Land Rover is still the 'Toyota recovery vehicle' :D ...isn't it?
Neil, I love my old Defender that is still easily on its first set of all round mechanicals; no new gearboxes, transfer case, diffs, motor and its still relatively young at 250,000km. I just can't comprehend why some people think it is in any way acceptable to need a new diff is normal after 20,000km. Now, whilst the new car owner may not think its acceptable, the design and marketing boffins at LR obviously have in the past because they appear to have downgraded from the strength of the Salisbury and old LR diffs to the newer Ford designs (yes, I stand to be corrected on that one - all hearsay and from memory). If anything, they should have looked to improve on the Salisbury reputation and looked at adding in front and rear diff locks as standard instead of letting the Japs romp away with the lions share of the market.
After the WW2, a fellow by the name of Edwards Deming took the concept of total quality control/ management to the USA car industry. "We don't need it" they replied because "we've got the car market sown up here at home". So he took it to the Japs who embraced it with open arms and have since dominated the car and vehicle markets - yes others are starting to encroach with cheaper prices and long warranties. Obviously, LR, to their own demise, adopted the same attitude as the Yanks. If LR can produce body panels for Discos and RR's that actually match each other and are dimensionally consistent across thousands of products, why don't they do the same for the workhorse of their product line?
Because they haven't been seriously interested in the workhorse market for many years now. All focus has been on the luxury urban markets. ...which is why I remain unconvinced that a 'new' model defender will be a workhorse. I fear it will be an FJ cruiser type nostalgia vehicle.
Hey Didge,
Thats a really good run you write up there about your vehicle. It goes against the "popular wisdom", right or wrong, that Landies are unreliable.
And I certainly don't disagree with you - people should not think it acceptable to need a new diff or gearbox after 20,000km.
Before I made my buying decision I did note there were examples just like your's, of people having good runs with new TDCi's. The belief that there would be no arguments about getting warranty work done, if it were needed, just made the risk acceptable (in my eyes). I'd still be pretty annoyed if I had to leave my vehicle with LR for several weeks because of some mechanical fail. So far, so good.
...I'll never part with my old Defender. 1998 Tdi 320,000 km, all original engine,gearbox,diffs, etc. despite years of hard work in remote central and northern Australia. The interior is perennially red dust in the corners, aircon gone long ago and all pretty rattly now and noisy for long runs, hence my 2014 Defender, which is just as awesome so far, touchwood. I wouldn't drive anything else.
I'm secretly plotting to maybe jump into a new (read current) Defender when some people jump into the new one - in whatever guise it comes. People will do that so I'm hoping to pounce :D
Haha that's probably the go!
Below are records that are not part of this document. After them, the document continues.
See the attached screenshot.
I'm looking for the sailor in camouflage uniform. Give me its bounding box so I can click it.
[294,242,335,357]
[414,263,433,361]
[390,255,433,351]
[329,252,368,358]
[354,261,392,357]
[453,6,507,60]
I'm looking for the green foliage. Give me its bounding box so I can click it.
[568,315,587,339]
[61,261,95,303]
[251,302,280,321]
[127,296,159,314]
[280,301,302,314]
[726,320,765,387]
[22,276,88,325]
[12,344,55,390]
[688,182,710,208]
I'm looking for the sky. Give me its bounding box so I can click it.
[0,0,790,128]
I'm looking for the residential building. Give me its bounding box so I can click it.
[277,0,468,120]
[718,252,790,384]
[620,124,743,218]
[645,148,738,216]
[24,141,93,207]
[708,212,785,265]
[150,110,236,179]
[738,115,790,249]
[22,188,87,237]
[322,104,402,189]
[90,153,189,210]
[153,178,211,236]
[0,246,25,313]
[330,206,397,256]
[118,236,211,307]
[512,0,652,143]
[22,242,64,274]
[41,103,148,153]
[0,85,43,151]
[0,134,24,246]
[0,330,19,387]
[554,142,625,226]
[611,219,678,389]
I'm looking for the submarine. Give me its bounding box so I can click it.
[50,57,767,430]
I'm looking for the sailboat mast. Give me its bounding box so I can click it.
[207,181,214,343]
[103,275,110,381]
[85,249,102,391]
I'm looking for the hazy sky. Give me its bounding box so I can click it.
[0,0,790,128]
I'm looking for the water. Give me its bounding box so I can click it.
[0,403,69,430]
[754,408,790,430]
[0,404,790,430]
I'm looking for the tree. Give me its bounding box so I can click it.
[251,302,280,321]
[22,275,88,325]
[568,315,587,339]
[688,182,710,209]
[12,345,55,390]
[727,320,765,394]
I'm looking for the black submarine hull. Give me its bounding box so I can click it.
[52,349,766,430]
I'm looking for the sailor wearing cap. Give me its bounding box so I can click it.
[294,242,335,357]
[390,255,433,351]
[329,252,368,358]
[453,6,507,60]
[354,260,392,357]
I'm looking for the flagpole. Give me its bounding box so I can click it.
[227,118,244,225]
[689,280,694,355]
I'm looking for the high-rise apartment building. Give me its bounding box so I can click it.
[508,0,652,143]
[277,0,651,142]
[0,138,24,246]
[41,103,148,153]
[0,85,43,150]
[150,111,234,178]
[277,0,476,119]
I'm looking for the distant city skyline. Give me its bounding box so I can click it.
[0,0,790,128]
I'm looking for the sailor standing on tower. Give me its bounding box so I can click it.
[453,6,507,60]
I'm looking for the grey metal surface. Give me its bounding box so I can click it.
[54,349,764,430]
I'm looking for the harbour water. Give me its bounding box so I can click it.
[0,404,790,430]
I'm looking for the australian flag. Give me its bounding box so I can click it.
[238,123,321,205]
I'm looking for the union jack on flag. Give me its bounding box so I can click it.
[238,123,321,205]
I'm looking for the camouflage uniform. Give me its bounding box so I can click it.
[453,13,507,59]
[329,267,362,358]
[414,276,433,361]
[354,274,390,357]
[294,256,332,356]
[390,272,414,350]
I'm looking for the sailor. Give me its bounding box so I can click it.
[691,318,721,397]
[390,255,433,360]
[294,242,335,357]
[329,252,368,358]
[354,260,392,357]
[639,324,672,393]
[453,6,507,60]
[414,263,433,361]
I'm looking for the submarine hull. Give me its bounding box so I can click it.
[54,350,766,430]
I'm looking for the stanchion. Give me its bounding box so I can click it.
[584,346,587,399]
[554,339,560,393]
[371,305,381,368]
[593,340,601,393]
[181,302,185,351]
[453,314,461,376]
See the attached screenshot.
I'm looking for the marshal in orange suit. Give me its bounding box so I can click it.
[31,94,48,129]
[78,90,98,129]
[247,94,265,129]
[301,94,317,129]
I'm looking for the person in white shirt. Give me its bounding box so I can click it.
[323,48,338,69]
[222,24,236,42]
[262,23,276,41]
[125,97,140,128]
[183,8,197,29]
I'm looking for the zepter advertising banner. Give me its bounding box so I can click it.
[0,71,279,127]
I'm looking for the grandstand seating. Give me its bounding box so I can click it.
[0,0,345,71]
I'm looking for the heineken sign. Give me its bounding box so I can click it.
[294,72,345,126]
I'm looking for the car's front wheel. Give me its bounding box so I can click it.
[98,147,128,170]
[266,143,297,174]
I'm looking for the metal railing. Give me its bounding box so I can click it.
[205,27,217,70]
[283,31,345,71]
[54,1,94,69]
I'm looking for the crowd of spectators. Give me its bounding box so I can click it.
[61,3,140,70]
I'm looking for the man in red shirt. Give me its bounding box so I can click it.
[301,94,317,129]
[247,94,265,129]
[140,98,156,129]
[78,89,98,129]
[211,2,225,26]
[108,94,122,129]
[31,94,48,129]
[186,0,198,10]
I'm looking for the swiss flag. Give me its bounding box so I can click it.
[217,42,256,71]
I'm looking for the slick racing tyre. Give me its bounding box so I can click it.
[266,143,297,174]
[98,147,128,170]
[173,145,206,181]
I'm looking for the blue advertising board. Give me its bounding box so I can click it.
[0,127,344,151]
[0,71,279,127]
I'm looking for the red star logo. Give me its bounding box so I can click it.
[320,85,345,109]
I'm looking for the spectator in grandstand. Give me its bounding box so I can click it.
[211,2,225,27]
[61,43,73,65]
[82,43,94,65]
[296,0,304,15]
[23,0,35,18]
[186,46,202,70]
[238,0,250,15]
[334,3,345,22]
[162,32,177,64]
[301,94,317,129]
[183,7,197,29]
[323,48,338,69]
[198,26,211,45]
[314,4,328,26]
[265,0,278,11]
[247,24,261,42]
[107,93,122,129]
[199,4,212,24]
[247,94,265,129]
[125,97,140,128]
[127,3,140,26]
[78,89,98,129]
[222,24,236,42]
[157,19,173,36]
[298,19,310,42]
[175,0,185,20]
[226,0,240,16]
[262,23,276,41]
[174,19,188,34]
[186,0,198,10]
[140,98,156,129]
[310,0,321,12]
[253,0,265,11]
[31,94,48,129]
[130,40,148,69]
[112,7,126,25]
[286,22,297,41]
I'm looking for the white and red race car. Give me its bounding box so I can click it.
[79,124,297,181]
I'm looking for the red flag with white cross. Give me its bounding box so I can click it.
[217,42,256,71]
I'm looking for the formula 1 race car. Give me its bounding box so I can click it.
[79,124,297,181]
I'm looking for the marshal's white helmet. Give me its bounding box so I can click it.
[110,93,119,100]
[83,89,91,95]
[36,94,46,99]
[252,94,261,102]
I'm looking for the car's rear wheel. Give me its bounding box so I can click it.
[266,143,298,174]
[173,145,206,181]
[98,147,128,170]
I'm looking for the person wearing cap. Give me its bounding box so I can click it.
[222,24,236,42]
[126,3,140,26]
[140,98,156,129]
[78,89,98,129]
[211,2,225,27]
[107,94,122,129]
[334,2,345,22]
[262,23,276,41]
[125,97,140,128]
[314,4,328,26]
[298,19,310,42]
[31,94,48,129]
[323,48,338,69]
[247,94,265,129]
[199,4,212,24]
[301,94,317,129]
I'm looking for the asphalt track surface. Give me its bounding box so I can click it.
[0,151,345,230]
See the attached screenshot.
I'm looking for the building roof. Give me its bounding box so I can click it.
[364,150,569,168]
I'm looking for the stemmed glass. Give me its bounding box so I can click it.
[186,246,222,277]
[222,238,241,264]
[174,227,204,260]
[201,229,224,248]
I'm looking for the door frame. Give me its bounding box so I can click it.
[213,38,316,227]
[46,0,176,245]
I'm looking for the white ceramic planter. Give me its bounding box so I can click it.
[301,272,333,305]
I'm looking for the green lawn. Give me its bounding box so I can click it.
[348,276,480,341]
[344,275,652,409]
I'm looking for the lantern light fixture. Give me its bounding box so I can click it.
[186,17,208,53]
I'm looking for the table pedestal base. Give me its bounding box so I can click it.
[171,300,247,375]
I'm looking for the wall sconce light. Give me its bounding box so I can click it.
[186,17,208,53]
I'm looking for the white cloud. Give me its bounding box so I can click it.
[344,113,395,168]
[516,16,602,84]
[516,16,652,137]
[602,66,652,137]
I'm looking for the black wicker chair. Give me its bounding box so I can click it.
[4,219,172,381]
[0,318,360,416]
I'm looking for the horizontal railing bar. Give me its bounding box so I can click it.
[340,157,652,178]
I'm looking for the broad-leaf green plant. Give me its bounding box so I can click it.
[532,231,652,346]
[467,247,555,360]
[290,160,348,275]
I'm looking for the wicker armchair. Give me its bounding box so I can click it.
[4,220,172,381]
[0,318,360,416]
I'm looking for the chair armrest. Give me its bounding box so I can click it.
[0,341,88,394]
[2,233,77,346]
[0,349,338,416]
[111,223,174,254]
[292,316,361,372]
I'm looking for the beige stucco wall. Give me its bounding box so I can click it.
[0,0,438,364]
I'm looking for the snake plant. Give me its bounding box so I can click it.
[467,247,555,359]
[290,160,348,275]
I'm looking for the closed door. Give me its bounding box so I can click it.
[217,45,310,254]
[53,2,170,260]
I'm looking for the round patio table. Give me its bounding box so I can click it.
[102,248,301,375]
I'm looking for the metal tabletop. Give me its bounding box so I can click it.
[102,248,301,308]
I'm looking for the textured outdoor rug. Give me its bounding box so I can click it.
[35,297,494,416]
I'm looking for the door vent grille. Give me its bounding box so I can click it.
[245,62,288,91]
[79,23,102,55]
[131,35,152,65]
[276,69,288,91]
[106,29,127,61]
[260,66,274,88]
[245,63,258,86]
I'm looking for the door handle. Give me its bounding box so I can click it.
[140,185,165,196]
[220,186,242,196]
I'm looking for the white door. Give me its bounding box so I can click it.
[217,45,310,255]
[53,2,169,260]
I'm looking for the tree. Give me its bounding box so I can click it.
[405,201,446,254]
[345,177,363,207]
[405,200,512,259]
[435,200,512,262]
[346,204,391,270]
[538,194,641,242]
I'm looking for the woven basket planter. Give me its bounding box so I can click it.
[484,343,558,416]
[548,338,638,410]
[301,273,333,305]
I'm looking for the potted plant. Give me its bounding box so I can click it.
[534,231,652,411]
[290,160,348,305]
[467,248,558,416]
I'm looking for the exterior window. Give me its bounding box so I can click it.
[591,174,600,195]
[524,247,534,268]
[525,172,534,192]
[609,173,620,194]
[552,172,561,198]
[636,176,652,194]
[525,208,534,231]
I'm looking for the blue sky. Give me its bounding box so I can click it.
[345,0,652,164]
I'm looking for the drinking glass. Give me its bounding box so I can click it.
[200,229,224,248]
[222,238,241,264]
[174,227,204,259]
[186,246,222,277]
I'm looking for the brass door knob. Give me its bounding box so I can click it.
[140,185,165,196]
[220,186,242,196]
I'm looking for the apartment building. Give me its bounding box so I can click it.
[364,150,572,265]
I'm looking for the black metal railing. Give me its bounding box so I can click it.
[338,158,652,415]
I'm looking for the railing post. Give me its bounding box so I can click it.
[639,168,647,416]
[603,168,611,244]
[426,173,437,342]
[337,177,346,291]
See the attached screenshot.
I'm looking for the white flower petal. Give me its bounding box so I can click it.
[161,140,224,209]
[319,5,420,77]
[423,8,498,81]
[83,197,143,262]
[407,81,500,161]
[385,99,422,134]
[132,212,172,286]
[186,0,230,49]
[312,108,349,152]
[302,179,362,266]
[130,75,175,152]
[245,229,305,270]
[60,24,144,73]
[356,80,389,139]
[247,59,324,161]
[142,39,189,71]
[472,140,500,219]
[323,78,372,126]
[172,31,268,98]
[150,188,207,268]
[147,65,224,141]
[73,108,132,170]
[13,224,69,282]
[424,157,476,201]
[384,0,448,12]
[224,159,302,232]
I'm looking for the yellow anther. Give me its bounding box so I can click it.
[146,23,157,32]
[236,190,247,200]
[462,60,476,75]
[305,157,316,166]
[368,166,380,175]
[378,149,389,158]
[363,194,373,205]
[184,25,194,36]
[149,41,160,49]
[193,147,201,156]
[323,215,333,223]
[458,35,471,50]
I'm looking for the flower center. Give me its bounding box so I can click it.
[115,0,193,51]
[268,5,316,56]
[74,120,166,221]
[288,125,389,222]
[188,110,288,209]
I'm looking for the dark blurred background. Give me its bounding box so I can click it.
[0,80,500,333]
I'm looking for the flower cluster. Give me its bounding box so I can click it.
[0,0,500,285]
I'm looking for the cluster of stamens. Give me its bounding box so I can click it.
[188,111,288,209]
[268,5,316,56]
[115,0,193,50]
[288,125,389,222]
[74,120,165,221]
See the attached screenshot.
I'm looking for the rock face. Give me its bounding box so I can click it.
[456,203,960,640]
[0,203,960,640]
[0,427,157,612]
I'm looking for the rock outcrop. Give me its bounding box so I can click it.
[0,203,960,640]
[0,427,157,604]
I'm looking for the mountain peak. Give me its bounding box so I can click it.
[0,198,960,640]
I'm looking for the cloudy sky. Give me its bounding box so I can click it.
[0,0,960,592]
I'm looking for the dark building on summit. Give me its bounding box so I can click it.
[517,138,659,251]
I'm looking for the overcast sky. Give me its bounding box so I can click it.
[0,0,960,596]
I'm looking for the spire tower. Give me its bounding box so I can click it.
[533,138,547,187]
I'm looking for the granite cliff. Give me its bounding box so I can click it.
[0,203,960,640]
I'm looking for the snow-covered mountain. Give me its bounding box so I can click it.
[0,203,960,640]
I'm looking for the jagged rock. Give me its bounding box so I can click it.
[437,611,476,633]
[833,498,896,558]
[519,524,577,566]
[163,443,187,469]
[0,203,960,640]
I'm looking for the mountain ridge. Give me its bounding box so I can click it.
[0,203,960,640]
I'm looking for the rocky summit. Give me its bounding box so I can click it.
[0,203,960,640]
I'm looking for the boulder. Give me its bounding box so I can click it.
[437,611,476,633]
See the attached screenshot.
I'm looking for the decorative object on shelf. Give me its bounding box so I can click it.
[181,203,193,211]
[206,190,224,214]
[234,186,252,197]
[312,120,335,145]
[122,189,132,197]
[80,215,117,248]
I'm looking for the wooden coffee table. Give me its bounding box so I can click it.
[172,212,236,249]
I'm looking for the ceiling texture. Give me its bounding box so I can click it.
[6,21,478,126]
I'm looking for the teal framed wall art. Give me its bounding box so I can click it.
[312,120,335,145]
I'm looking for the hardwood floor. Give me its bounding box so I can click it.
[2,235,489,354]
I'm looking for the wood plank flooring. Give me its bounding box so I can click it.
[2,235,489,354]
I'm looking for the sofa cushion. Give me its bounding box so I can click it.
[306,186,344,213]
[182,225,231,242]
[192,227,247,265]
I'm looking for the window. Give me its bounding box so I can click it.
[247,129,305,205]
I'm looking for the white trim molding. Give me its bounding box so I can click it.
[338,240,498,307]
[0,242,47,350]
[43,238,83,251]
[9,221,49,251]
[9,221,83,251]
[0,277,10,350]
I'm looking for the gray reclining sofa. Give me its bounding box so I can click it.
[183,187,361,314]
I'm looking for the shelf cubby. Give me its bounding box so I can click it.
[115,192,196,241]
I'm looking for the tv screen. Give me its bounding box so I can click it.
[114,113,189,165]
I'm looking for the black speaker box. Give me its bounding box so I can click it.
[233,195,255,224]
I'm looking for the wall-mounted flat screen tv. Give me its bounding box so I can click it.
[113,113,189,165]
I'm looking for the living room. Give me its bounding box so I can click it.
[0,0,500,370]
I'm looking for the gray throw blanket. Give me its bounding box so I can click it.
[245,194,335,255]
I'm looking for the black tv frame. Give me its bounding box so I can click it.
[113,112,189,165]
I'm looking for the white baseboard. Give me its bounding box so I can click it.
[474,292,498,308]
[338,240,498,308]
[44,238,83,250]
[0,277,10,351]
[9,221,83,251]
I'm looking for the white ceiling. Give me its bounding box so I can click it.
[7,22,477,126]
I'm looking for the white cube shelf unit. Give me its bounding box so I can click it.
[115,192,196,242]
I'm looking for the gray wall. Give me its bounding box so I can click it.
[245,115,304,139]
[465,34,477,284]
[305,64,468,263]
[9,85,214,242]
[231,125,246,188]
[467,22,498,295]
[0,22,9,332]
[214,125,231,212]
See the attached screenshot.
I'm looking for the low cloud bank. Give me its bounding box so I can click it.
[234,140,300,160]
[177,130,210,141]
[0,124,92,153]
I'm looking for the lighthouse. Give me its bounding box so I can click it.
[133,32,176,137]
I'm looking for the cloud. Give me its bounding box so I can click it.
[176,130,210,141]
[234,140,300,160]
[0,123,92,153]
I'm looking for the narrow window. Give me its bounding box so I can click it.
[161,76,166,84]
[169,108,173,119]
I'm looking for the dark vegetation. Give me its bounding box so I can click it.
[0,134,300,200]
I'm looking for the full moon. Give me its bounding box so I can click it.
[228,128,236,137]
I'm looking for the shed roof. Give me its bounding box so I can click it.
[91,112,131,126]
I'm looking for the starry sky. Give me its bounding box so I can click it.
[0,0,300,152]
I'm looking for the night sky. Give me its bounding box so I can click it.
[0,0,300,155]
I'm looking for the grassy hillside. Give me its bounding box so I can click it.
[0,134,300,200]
Let the first owner take it through any warranty pain, then when it's all sorted, just out of warranty, and the first owner wants to sell off to get the "new" 2018/19 defender.....scoop that low mileage 2014/15 model up!
Not for me though. Am pretty much decided that my 2013 dual cab is the last vehicle I will ever buy (for myself)
Oh Didge, I like your confidence, but I would be a bit worried about prices of current model Defenders in 3 years time...already there are Defenders with 100,000K on the clock being advertised for $50,000+! I think your tactic might work if the new model is AWESOME, but if it's a nostalgia city vehicle they come up with I reckon current models will keep rising in price. I jumped for a 2014 model at a great price for this reason. ...Of course it's hard to know how long the price spike will last and I would be happy to be proven wrong!